Begitu menyelinap ke dalam kamar, si bocah tidak dapat melihat jelas pemandangan di dalamnya. Hanya terdengar suara benturan senjata yang nyaring. Trang! Timbul beberapa percik bunga api, tampak seorang laki-laki brewokan sedang duduk di atas tempat tidur. Kepalanya diikat dengan sehelai selendang putih, tampangnya menyeramkan. Si bocah sampai mengeluarkan seruan tertahan. Begitu percikan bunga api padam, keadaan di dalam kamar menggelap kembali. Hanya sinar lentera dari luar kamar yang menyorot suram. Perlahan-lahan pandangan mata baru terbiasa dan mulai dapat melihat keadaan di dalam kamar tersebut.

Di antara keempat orang yang menyerbu masuk, sekarang hanya tinggal dua orang yang masih bertahan, yakni laki-laki yang membawa pecut dan si orang tua yang menggunakan sebatang pedang pendek. Mereka sedang berkelahi dengan seru. Si bocah berpikir dalam hati: ‘Bagian kepala orang itu sudah terluka, berdiri saja tidak genah, pasti ia tidak akan sanggup melawan para penyelundup garam ini lebih lama. Sebaiknya cepat-cepat melarikan diri, tapi entah bagaimana keadaan mak?’

Mengingat ibunya yang dihina sedemikian rupa, kemarahan dalam hatinya meluap lagi. Tanpa sadar dia memaki-maki seenaknya.

“Penjahat busuk! Turunan banci! Aku sumpahi agar delapan belas keturunanmu berbau busuk! Garam selundupanmu pasti banyak sekali. Kalau istri, nenek, emakmu mati, kuburkan saja dengan garam. Kalau dagingnya sudah asin, bawa ke pasar untuk dijual, satu kilo tiga picis pun tidak ada yang sudi membeli daging busuk keluargamu itu…!”

Laki-laki bertubuh kekar yang terdiri di luar kamar jadi gusar mendengar makian si bocah yang kasar, tapi dia tetap tidak berani menerjang masuk ke dalam kamar.

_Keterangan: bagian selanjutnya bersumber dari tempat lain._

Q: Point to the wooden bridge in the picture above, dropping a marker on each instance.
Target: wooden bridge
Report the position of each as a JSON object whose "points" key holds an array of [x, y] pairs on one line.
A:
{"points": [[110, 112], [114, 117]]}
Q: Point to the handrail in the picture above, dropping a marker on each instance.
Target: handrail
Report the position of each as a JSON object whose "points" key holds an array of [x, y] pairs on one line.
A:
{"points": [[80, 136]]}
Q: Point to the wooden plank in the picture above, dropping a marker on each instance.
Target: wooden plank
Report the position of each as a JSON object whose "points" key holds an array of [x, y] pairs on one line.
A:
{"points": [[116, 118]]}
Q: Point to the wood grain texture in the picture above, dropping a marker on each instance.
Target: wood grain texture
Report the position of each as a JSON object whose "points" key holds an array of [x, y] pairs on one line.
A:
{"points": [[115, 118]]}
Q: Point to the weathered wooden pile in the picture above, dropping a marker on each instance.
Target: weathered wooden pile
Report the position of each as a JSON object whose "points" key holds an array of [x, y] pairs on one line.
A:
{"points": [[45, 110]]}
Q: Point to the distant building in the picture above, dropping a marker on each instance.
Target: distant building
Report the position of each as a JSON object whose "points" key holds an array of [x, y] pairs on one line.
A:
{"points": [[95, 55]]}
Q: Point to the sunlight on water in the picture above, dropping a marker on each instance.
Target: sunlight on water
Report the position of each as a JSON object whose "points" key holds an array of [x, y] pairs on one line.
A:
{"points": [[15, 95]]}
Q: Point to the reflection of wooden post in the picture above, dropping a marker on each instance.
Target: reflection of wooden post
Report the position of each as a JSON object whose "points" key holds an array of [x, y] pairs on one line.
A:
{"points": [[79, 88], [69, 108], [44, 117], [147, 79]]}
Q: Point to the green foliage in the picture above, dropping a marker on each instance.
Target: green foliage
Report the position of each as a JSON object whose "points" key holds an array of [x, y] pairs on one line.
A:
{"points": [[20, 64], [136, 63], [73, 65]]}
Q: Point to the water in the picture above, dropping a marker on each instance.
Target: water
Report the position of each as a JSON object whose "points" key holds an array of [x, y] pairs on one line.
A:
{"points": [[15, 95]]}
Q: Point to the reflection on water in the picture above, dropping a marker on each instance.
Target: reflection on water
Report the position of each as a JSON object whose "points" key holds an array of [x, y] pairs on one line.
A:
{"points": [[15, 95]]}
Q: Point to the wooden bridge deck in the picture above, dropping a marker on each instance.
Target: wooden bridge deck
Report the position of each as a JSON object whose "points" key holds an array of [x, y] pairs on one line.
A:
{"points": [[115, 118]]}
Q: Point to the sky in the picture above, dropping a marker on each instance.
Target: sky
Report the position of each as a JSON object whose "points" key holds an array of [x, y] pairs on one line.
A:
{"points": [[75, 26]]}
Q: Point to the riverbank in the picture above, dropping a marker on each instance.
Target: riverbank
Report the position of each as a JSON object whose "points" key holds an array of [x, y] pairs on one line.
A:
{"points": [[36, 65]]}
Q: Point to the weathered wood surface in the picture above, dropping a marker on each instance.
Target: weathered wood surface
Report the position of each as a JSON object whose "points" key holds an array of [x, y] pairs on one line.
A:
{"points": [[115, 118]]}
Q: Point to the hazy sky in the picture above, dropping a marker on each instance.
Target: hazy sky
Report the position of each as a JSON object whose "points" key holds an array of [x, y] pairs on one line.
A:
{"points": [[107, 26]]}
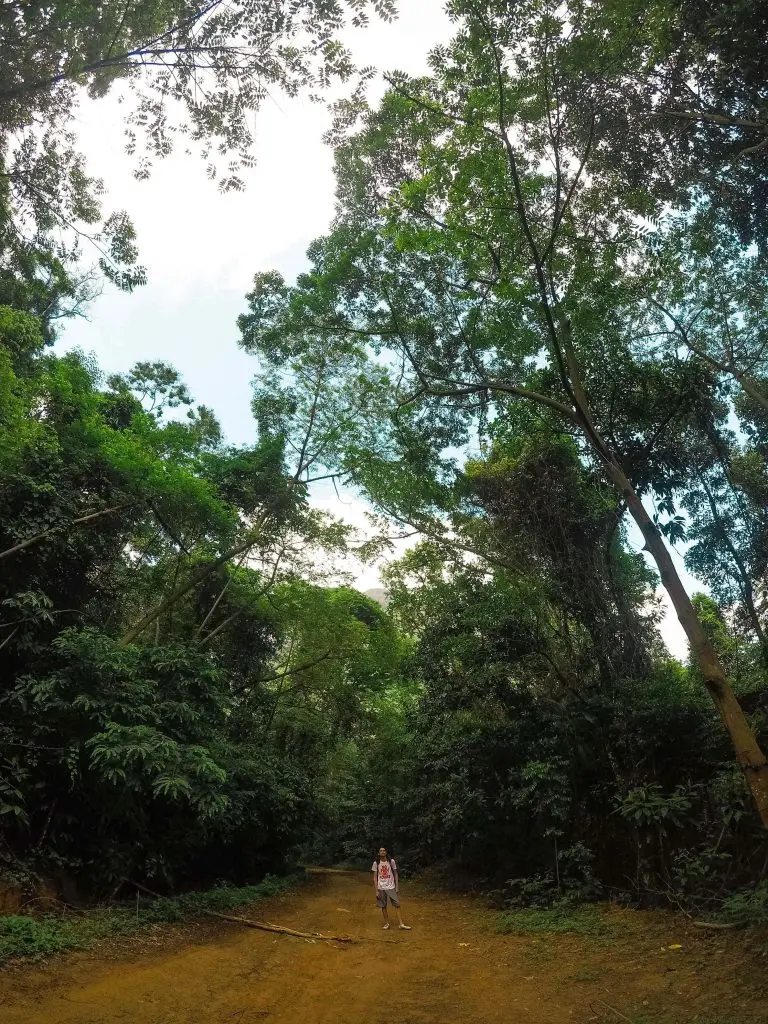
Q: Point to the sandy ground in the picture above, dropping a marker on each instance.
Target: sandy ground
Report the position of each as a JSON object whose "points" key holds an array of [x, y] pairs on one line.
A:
{"points": [[453, 967]]}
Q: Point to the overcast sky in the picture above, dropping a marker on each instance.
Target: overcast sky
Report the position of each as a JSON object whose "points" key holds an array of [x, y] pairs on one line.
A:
{"points": [[202, 249]]}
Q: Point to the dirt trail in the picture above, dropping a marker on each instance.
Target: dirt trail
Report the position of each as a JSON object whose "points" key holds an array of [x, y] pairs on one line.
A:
{"points": [[451, 968]]}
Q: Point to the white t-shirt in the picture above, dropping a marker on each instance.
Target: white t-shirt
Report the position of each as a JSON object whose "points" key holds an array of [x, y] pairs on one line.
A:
{"points": [[384, 875]]}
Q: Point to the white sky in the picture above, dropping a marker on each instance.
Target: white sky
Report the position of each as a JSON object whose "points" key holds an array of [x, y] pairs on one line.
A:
{"points": [[202, 249]]}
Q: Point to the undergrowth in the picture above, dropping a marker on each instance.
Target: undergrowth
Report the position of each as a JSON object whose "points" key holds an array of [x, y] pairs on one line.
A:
{"points": [[558, 920], [37, 937]]}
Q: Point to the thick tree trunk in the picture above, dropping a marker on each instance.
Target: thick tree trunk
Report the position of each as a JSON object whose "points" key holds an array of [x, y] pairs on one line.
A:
{"points": [[750, 756]]}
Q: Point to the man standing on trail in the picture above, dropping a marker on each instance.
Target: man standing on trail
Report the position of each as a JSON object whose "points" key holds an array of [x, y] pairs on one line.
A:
{"points": [[386, 886]]}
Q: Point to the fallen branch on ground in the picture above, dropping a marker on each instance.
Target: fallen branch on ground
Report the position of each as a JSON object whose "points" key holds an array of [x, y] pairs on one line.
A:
{"points": [[719, 925], [265, 927]]}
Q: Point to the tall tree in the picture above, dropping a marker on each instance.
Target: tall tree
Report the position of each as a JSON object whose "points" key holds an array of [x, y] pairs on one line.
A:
{"points": [[479, 255]]}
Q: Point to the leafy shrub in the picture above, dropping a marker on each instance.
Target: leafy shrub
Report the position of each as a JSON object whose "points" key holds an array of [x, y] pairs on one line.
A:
{"points": [[562, 919], [749, 906], [38, 937]]}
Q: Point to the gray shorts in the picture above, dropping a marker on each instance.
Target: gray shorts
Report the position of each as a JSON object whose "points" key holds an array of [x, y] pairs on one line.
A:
{"points": [[382, 895]]}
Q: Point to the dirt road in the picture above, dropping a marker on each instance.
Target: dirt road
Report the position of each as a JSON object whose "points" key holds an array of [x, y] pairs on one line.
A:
{"points": [[453, 967]]}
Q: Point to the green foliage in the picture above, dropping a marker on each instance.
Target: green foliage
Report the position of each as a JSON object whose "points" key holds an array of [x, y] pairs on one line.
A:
{"points": [[40, 937], [562, 920], [190, 73], [747, 907]]}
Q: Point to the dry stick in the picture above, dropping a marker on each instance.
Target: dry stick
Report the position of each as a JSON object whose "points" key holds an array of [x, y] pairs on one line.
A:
{"points": [[262, 926], [613, 1010]]}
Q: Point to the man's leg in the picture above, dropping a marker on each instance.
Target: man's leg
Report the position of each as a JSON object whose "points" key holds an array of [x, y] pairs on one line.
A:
{"points": [[381, 899]]}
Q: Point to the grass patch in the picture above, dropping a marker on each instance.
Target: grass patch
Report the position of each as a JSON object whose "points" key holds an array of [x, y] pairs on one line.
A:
{"points": [[564, 920], [38, 937]]}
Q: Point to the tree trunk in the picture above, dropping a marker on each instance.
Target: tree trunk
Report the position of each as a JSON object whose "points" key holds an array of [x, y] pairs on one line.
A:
{"points": [[750, 756]]}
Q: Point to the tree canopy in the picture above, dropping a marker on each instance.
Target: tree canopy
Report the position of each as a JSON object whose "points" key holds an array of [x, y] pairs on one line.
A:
{"points": [[532, 338]]}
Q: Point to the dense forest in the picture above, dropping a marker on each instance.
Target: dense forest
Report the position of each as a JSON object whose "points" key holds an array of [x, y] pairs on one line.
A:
{"points": [[534, 339]]}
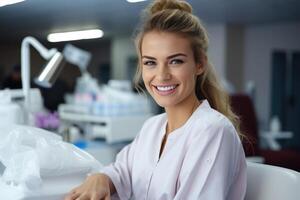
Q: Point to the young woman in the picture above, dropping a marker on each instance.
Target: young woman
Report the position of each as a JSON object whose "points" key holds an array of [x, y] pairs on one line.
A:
{"points": [[193, 150]]}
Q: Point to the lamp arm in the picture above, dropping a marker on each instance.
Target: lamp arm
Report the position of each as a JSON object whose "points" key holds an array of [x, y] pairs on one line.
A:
{"points": [[25, 67]]}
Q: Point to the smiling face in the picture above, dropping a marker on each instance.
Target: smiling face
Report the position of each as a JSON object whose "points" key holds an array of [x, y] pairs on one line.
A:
{"points": [[169, 70]]}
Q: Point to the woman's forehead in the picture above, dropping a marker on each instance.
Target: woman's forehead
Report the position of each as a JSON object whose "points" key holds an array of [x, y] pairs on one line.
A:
{"points": [[156, 42]]}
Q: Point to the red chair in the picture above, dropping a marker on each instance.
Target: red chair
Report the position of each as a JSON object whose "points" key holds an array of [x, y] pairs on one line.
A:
{"points": [[242, 105]]}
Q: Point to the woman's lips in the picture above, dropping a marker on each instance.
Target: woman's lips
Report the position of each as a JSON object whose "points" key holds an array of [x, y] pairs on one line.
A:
{"points": [[165, 89]]}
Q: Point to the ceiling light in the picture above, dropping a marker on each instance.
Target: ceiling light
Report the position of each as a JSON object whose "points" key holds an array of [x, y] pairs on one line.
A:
{"points": [[75, 35], [135, 1], [8, 2]]}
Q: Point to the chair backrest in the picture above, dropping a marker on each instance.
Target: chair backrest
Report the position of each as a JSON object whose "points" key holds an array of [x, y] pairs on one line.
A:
{"points": [[266, 182]]}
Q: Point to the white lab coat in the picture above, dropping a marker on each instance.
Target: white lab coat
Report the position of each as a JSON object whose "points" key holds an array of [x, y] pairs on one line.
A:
{"points": [[203, 159]]}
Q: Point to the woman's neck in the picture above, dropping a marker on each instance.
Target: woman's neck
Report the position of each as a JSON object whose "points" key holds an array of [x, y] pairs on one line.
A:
{"points": [[179, 114]]}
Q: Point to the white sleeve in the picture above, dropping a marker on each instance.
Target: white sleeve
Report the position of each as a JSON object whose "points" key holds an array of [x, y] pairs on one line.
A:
{"points": [[214, 166], [120, 171]]}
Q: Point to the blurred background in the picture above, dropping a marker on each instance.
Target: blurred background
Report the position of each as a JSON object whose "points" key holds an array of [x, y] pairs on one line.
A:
{"points": [[254, 46]]}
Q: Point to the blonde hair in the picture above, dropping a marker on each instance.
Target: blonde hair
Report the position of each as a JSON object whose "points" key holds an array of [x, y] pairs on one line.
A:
{"points": [[176, 17]]}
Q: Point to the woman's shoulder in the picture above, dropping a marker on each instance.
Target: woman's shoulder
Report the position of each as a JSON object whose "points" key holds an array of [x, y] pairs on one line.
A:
{"points": [[154, 121], [210, 121]]}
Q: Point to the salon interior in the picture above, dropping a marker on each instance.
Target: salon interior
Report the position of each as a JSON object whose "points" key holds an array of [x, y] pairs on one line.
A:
{"points": [[67, 68]]}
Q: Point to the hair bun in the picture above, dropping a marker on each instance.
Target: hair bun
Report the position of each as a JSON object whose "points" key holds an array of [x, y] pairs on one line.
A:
{"points": [[160, 5]]}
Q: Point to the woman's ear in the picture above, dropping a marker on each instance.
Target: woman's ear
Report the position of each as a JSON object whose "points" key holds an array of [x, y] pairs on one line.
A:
{"points": [[200, 67]]}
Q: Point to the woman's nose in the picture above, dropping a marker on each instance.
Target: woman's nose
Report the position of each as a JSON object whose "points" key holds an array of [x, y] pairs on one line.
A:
{"points": [[163, 72]]}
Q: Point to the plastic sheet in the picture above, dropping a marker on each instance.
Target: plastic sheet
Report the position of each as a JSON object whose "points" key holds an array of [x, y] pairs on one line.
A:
{"points": [[33, 158]]}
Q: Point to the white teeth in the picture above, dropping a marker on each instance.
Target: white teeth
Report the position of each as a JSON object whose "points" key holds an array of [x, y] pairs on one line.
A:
{"points": [[166, 88]]}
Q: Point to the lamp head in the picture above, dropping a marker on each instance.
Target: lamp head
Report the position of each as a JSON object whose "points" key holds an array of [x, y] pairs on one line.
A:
{"points": [[51, 71]]}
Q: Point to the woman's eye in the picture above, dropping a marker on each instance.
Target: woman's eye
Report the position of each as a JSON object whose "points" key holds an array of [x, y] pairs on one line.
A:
{"points": [[149, 63], [176, 61]]}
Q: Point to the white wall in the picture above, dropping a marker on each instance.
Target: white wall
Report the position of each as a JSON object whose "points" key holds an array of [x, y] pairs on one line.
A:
{"points": [[260, 41], [217, 47], [121, 49]]}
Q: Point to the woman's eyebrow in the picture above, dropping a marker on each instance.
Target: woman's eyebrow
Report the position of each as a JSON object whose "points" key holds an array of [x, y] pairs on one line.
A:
{"points": [[149, 57], [177, 54], [169, 57]]}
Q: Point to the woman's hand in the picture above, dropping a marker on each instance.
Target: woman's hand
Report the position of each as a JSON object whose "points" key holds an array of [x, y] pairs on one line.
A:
{"points": [[96, 187]]}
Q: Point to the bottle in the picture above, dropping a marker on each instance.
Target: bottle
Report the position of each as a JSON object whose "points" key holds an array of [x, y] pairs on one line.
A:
{"points": [[275, 125]]}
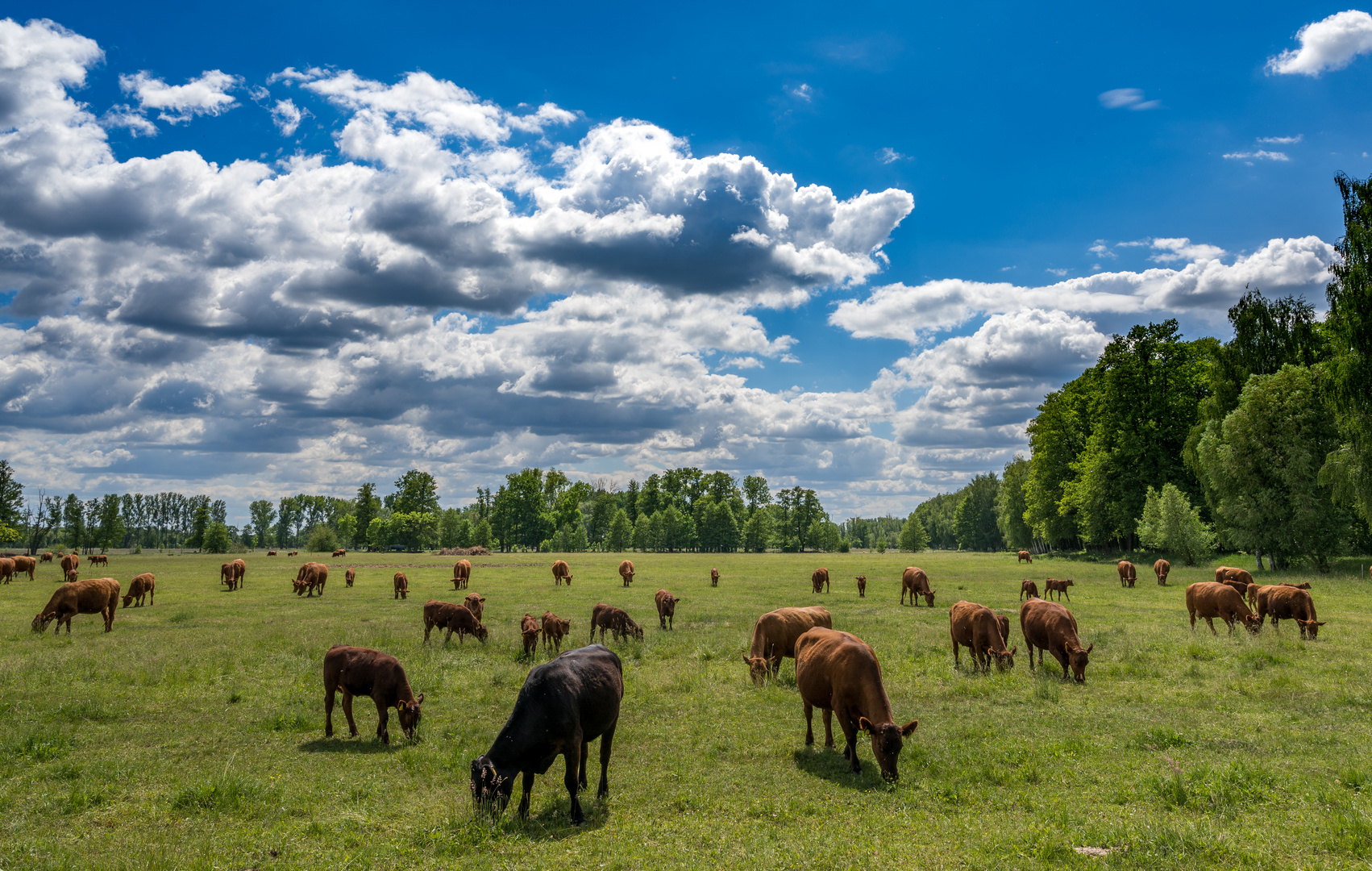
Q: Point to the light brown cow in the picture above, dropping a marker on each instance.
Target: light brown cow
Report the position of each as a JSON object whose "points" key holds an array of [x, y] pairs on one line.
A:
{"points": [[1161, 568], [914, 581], [775, 634], [140, 586], [666, 608], [1051, 627], [819, 581], [1290, 602], [975, 627], [555, 630], [561, 573], [96, 595], [838, 673], [1209, 600]]}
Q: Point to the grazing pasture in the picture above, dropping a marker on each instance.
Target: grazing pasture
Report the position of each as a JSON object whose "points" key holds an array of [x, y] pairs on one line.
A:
{"points": [[193, 736]]}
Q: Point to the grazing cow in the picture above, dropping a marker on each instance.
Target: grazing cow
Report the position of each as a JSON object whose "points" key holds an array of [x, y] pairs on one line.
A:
{"points": [[1161, 569], [914, 581], [1053, 585], [977, 627], [621, 626], [461, 573], [838, 673], [475, 602], [361, 671], [1051, 627], [140, 586], [1290, 602], [95, 595], [819, 581], [775, 634], [560, 710], [1209, 600], [666, 608], [555, 630]]}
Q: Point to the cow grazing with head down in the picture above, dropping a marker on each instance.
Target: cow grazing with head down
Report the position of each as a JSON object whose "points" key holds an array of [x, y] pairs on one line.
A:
{"points": [[1209, 600], [838, 673], [560, 710], [361, 671], [1051, 627], [914, 581], [139, 587], [775, 634], [979, 627], [95, 595]]}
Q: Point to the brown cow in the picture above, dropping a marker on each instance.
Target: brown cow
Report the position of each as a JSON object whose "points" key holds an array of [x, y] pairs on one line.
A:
{"points": [[475, 602], [617, 620], [775, 634], [666, 608], [361, 671], [979, 628], [1290, 602], [95, 595], [1209, 600], [1051, 627], [1161, 568], [838, 673], [140, 586], [555, 630], [529, 631], [914, 581]]}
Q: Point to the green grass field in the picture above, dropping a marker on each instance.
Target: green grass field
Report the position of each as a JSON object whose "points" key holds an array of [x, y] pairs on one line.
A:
{"points": [[193, 737]]}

Orang yang duduk di atas tempat tidur itu tiba-tiba menggerakkan goloknya ke depan. Bacokannya tepat menikam ke bahu kiri si laki-laki kekar yang membawa pecut, akibatnya tulang pundak si kekar itu tertebas putus seketika. Dalam waktu bersamaan, si orang tua juga maju ke depan satu tindak, pedang pendeknya dihunjamkan ke dada orang yang duduk di atas tempat tidur. Dengan sigap orang itu mencabut goloknya dari bahu si laki-laki kekar kemudian mengayunkannya ke samping untuk menangkis serangan pedang pendek si orang tua. Sekaligus tangan kirinya mengirimkan pukulan sebanyak tiga kali berturut-turut. Si orang tua rupanya tidak menyangka dalam keadaan terdesak seperti itu, si brewok itu masih sempat menyerangnya. Dadanya langsung terhantam, mulutnya memuncratkan darah segar dan tubuhnya terpental keluar kamar.

Laki-laki bertubuh kekar yang tulang pundaknya hancur memang sudah terluka parah, tapi masih nekad juga. Dia ayunkan pecut bajanya ke depan. Kali ini si brewok yang duduk di atas tempat tidur tidak melakukan gerakan apa-apa, kemungkinan tenaganya sudah habis terkuras. Bila pecut itu sampai mengenai tubuhnya, tidak ayal lagi pasti selembar nyawanya sulit dipertahankan.

Melihat situasi yang demikian kritis, timbul perasaan senasib sependeritaah dalam hati si bocah cilik. Tanpa berpikir panjang dik langsung menerkam sepasang kaki si laki-laki kekar itu dan menariknya erat-erat.

Bayangkan saja, tubuh laki-laki itu paling tidak ada dua ratusan kati, sedangkan si bocah cilik itu kurus kering. Dalam keadaan biasa, mana mungkin dia sanggup menahan tubuh orang itu, tetapi laki-laki kekar itu memang sudah terluka parah. Serangannya ini juga menggunakan sisa tenaga yang terakhir. Begitu ditarik oleh si bocah cilik, tubuhnya langsung terjengkang ke belakang dan tidak bergerak lagi.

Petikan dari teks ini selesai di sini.